Revision history for this message
Best Karol Brzezinski (kbrzezinski) said :
#2

Hi,

what version of Yade do you use? I had the same problem, that I posted here [1]. Due to Ákos Orosz's experience: 'Ubuntu 16.04 and Yadedaily 2018.02b is the last stable version for Eliáš' model'. I have managed to solve this (or rather work around it), by slight modification in the source code and compiling it by myself. Now it works for me pretty well on Ubuntu 20.04. This change is described in the mentioned topic [1].

Best wishes,
Karol

[1] https://answers.launchpad.net/yade/+question/695154
[2] https://gitlab.com/yade-dev/trunk/-/issues/192

Revision history for this message
Andrew Jennings (andy98225) said :
#3

Thanks Karol Brzezinski, that solved my question.

Revision history for this message
Andrew Jennings (andy98225) said :
#4

Hi Karol Brzezinski,

I have a more complicated simulation that mixed spheres and polyhedra. You fix only seems to work for pure polyhedra simulations. When polyhedra start contacting spheres, the popcorn effect reappears. Any advice on where to look in the code to fix this issue when spheres are present?

Revision history for this message
Karol Brzezinski (kbrzezinski) said :
#5

Hi Andrew,

I wouldn't start by searching for another bug in the code. Maybe it is a matter of proper timestep or interaction functor. There is an example of polyhedra-sphere interaction in the repository. I would start by checking whether this example works on my computer and slowly modify it to get my simulation. If the problem reappears it should become clear what is the reason (if not, you will have at least MWE to post another question).

Cheers,
Karol

[1] https://gitlab.com/yade-dev/trunk/blob/master/examples/polyhedra/sphere-interaction.py

Revision history for this message
Andrew Jennings (andy98225) said :
#6

Never mind, I've got a sphere poly mix working. One thing I noticed, the polys bounce much higher than real rocks. Is there a way to set a coefficient of restitution on them?

Revision history for this message
Karol Brzezinski (kbrzezinski) said :
#7

I believe there is not such a thing for polyhedra (but I may be wrong, I am only a user). I wouldn't be so strict about the Newton damping. If you want to model a pendulum, damping should be definitely zero, but if you are dropping some rocks into a box... I would give it a try.

Newton damping is not physical, but the coefficient of restitution isn't either.

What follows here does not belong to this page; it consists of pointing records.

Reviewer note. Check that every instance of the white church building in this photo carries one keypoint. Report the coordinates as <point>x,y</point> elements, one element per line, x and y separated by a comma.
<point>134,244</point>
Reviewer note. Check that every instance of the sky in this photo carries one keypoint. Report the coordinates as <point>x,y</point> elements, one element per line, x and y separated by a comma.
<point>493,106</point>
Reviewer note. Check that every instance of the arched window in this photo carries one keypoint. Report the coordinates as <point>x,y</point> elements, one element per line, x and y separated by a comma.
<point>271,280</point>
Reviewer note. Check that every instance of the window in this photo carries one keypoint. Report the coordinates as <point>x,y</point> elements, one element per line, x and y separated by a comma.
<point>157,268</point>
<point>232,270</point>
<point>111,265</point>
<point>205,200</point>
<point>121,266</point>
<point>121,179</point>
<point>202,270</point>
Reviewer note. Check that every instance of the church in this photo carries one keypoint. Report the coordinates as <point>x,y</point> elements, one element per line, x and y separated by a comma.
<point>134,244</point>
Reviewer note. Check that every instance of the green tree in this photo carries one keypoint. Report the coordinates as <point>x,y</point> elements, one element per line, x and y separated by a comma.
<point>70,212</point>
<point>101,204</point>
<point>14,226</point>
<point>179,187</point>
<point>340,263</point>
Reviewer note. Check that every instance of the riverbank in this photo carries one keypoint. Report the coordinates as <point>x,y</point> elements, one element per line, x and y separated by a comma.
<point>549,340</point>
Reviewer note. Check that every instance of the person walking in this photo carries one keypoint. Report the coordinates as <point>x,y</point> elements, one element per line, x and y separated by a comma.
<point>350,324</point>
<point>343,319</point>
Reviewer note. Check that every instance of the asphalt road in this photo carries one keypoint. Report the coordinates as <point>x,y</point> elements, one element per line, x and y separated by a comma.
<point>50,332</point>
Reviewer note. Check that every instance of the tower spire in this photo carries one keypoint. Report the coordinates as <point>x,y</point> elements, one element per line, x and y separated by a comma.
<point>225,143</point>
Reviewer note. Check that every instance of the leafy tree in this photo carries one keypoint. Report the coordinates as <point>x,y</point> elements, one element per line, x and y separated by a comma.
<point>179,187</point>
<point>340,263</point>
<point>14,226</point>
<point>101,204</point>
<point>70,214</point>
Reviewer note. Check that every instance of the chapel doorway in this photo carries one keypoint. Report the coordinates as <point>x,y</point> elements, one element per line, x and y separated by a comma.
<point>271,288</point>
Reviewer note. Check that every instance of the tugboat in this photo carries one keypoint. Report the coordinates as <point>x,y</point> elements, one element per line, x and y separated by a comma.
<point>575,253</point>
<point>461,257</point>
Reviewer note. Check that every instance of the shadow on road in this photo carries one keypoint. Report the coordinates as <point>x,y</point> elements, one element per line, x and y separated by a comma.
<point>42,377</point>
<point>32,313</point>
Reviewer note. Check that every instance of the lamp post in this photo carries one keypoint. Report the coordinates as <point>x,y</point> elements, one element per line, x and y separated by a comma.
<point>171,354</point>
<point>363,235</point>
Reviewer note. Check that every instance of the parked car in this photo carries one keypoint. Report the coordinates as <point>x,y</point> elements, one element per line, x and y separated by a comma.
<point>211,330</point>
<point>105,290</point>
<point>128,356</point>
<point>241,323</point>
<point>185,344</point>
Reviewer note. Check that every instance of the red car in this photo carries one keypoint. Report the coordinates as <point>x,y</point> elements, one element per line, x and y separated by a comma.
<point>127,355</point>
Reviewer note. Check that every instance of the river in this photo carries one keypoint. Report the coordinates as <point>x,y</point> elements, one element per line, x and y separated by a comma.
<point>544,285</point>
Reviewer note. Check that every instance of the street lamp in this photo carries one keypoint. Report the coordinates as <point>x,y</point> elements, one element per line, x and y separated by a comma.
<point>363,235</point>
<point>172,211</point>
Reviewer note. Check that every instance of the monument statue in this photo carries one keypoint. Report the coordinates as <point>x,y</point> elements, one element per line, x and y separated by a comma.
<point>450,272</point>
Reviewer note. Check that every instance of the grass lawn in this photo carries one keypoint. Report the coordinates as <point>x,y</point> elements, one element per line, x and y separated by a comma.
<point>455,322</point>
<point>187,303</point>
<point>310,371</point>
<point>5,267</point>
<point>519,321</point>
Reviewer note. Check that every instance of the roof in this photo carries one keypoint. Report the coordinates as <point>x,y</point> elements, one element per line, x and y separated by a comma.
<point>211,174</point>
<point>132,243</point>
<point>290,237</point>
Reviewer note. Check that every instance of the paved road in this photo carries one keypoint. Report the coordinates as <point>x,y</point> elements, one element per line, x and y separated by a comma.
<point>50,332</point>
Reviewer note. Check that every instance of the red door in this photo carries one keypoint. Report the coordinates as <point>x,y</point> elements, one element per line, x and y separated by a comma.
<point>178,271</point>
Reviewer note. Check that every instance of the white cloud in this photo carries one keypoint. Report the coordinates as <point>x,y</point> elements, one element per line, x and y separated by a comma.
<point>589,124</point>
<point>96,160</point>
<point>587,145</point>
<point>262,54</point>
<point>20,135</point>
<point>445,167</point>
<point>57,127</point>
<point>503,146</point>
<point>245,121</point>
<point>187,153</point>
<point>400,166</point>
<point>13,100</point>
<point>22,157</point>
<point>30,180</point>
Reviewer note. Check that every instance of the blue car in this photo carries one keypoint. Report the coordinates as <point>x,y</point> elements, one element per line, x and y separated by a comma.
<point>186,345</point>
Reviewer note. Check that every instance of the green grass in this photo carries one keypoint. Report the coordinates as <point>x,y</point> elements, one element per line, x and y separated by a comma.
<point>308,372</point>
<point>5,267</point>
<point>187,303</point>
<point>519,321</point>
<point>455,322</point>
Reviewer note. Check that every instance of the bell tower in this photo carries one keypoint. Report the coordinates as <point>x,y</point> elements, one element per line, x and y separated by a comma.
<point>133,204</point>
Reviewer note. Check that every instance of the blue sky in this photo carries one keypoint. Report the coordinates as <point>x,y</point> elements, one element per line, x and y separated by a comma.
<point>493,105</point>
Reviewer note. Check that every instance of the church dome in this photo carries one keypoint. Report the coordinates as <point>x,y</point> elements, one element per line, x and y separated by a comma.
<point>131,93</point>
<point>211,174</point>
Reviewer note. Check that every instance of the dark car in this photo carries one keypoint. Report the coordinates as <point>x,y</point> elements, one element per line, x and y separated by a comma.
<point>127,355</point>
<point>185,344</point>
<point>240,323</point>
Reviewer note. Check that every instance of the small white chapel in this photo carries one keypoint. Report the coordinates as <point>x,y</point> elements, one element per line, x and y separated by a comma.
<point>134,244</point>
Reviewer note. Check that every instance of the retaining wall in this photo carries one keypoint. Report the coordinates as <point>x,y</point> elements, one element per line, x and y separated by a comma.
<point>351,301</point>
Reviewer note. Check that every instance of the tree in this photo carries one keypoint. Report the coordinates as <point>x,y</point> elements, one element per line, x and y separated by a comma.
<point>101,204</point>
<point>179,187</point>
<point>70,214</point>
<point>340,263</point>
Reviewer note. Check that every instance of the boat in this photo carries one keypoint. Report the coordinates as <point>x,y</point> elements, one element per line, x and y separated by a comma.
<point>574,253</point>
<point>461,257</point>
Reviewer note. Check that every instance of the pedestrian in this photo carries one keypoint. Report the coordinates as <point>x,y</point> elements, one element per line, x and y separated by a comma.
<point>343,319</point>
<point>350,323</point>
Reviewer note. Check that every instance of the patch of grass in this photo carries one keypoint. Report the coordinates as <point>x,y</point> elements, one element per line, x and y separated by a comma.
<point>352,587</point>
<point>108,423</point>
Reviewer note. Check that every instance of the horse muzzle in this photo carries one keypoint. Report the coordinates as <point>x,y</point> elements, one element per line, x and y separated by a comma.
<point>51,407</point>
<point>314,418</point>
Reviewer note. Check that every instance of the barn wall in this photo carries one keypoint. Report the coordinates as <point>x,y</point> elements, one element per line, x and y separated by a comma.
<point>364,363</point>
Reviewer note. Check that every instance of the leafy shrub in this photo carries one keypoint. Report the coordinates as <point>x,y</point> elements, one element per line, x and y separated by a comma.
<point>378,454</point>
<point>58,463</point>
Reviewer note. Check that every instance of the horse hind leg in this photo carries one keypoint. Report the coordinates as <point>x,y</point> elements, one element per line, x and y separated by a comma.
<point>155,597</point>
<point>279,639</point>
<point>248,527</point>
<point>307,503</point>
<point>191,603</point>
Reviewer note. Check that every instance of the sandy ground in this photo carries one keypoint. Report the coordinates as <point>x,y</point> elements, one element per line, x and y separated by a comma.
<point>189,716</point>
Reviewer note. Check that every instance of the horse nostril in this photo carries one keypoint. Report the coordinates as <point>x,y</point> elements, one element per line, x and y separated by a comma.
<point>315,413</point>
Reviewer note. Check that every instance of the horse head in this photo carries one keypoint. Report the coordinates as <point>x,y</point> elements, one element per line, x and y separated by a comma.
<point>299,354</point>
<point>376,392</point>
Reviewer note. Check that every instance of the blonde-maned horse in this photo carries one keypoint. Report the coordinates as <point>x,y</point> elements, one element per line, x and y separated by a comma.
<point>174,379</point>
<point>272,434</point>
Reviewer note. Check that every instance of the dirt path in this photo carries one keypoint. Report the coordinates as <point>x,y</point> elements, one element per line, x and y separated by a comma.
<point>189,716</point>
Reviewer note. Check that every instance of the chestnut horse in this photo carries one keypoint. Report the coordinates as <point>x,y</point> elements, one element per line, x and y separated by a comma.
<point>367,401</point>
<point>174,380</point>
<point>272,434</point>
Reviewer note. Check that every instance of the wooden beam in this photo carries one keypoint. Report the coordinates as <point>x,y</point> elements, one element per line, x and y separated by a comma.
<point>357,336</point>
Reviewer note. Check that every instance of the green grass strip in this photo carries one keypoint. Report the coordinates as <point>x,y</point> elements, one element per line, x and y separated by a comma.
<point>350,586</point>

The difference is that the first one slows down also the particles that are not in contact. Some viscosity or plasticity would have better physical meaning. A skilled developer could probably implement it into the source code. Otherwise, one can try to simply write a function in Python and put it into PyRunner. It would slow down the simulation, but polyhedra simulations are very slow anyway, so maybe the difference wouldn't be so big.

I am working on a similar simulation right now. I use default damping (0.2), and I will probably stick to this. After deposition, you can change the damping and check how much your final simulation depends on it.